First Philippine International Bank vs Court of Appeals

252 SCRA 259 Legal Ethics Forum Shopping

Civil Law Contract of Sale Parties to a Sales Contract

Producers Bank (now called First Philippine International Bank), which has been under
conservatorship since 1984, is the owner of 6 parcels of land. The Bank had an agreement
with Demetrio Demetria and Jose Janolo for the two to purchase the parcels of land for a
purchase price of P5.5 million pesos. The said agreement was made by Demetria and Janolo
with the Banks manager, Mercurio Rivera. Later however, the Bank, through its
conservator, Leonida Encarnacion, sought the repudiation of the agreement as it alleged
that Rivera was not authorized to enter into such an agreement, hence there was no valid
contract of sale. Subsequently, Demetria and Janolo sued Producers Bank. The regional trial
court ruled in favor of Demetria et al. The Bank filed an appeal with the Court of Appeals.

5
Meanwhile, Henry Co, who holds 80% shares of stocks with the said Bank, filed a motion for
intervention with the trial court. The trial court denied the motion since the trial has been
concluded already and the case is now pending appeal. Subsequently, Co, assisted by
ACCRA law office, filed a separate civil case against Demetria and Janolo seeking to have
the purported contract of sale be declared unenforceable against the Bank. Demetria et al
argued that the second case constitutes forum shopping.

ISSUES:

1. Whether or not there is forum shopping.

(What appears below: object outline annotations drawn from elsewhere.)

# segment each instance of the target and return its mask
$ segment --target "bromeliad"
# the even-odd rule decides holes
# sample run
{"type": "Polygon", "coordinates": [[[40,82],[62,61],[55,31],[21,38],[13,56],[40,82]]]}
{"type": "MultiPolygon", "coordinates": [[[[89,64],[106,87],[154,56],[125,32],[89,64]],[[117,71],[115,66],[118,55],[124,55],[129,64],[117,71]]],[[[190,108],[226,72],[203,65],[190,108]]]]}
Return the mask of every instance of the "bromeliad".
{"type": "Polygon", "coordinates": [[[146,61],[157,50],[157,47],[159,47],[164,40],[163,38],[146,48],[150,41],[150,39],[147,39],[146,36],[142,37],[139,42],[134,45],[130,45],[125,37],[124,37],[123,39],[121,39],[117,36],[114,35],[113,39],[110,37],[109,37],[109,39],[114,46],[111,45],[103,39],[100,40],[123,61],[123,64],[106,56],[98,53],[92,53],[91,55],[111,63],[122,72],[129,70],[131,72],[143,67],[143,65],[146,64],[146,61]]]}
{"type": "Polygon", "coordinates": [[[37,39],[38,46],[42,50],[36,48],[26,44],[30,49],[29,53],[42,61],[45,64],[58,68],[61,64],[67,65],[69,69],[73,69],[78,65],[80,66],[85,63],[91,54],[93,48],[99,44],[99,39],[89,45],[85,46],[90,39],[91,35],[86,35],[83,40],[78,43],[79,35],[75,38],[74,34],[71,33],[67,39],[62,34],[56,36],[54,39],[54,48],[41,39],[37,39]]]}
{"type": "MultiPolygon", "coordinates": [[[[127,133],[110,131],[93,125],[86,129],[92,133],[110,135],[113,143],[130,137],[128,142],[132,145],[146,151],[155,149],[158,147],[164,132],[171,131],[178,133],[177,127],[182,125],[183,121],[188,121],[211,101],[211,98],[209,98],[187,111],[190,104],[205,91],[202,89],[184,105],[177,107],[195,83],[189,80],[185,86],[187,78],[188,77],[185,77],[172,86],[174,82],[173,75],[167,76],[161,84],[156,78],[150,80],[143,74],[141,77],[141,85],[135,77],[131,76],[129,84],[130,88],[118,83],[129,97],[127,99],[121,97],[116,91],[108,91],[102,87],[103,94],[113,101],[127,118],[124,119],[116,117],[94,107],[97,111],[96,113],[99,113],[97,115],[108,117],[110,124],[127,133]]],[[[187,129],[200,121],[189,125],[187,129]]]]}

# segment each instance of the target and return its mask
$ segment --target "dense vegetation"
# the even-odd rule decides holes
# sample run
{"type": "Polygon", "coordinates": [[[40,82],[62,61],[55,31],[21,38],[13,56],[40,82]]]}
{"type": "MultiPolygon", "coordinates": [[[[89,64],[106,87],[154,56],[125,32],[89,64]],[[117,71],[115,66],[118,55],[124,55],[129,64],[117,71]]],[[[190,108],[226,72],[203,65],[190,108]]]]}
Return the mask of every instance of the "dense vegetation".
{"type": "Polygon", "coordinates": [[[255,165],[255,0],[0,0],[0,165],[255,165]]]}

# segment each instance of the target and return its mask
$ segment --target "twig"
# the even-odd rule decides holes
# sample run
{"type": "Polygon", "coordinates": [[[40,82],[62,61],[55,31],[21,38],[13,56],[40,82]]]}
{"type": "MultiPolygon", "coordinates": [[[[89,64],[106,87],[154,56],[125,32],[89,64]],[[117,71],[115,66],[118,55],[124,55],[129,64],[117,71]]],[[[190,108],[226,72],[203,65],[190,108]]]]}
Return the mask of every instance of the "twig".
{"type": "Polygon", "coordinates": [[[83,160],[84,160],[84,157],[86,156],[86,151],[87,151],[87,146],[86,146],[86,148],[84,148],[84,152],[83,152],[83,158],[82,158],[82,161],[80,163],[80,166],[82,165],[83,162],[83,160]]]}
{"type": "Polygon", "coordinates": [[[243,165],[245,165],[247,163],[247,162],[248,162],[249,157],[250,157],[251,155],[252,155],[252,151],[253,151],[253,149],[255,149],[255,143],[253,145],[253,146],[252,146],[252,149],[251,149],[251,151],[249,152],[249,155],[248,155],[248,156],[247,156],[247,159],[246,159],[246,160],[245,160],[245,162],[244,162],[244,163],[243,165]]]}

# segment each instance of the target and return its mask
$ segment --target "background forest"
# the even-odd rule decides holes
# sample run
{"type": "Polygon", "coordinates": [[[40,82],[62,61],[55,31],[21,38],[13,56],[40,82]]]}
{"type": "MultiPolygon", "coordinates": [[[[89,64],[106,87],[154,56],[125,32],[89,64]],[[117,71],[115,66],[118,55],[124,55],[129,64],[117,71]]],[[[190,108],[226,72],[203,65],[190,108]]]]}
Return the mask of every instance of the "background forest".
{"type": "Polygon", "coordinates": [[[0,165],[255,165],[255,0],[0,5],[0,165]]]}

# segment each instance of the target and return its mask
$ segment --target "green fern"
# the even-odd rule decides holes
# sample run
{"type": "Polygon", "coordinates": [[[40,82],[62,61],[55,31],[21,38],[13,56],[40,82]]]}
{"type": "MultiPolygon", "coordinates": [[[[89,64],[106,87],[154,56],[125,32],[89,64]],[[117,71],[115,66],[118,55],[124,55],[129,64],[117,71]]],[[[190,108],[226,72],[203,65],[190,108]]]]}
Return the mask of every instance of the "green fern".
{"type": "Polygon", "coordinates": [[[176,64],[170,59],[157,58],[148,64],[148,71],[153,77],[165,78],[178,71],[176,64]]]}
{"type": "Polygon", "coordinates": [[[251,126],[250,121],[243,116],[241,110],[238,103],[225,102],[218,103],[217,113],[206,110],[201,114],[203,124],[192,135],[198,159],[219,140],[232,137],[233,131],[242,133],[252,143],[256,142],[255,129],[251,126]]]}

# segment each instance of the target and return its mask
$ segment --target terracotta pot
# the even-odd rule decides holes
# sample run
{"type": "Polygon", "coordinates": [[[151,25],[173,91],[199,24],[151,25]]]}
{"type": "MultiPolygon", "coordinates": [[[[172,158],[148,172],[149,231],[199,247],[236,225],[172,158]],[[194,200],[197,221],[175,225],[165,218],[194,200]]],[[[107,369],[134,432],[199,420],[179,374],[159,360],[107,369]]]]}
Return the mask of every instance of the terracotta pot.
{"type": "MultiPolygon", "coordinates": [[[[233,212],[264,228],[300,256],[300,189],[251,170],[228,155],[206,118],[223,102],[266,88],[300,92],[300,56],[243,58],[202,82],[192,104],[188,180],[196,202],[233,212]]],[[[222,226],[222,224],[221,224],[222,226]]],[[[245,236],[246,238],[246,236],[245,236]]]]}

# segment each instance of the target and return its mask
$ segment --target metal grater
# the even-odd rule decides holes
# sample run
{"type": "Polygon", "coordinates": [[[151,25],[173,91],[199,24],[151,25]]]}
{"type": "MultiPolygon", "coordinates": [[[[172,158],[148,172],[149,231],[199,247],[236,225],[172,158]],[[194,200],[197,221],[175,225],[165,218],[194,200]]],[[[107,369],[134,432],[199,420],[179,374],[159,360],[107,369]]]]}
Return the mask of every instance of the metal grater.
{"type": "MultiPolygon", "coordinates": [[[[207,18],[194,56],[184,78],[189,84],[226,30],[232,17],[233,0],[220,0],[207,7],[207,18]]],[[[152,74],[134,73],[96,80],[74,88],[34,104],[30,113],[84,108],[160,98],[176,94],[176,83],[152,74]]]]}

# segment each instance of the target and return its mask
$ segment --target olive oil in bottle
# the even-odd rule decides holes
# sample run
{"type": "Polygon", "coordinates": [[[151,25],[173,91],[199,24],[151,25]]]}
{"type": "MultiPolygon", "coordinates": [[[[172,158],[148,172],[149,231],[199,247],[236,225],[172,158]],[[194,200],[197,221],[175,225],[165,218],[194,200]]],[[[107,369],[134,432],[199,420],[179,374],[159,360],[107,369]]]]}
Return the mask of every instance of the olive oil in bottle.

2. Whether or not there is a perfected contract of sale.

HELD:

1. Yes. There is forum shopping because there is identity of interest and parties between
the first case and the second case. There is identity of interest because both cases
sought to have the agreement, which involves the same property, be declared
unenforceable as against the Bank. There is identity of parties even though the first
case is in the name of the bank as defendant, and the second case is in the name of
Henry Co as plaintiff. There is still forum shopping here because Henry Co essentially
represents the bank. Both cases aim to have the bank escape liability from the
agreement it entered into with Demetria et al. The Supreme Court did not lay down
any disciplinary action against the ACCRA lawyers but they were warned that a
repetition will be dealt with more severely.

2. Yes. There is a perfected contract of sale because the bank manager, Rivera, entered
into the agreement with apparent authority. This apparent authority has been duly
proved by the evidence presented which showed that in all the dealings and
transactions, Rivera participated actively without the opposition of the conservator. In
fact, in the advertisements and announcements of the bank, Rivera was designated
as the go-to guy in relation to the disposition of the Banks assets.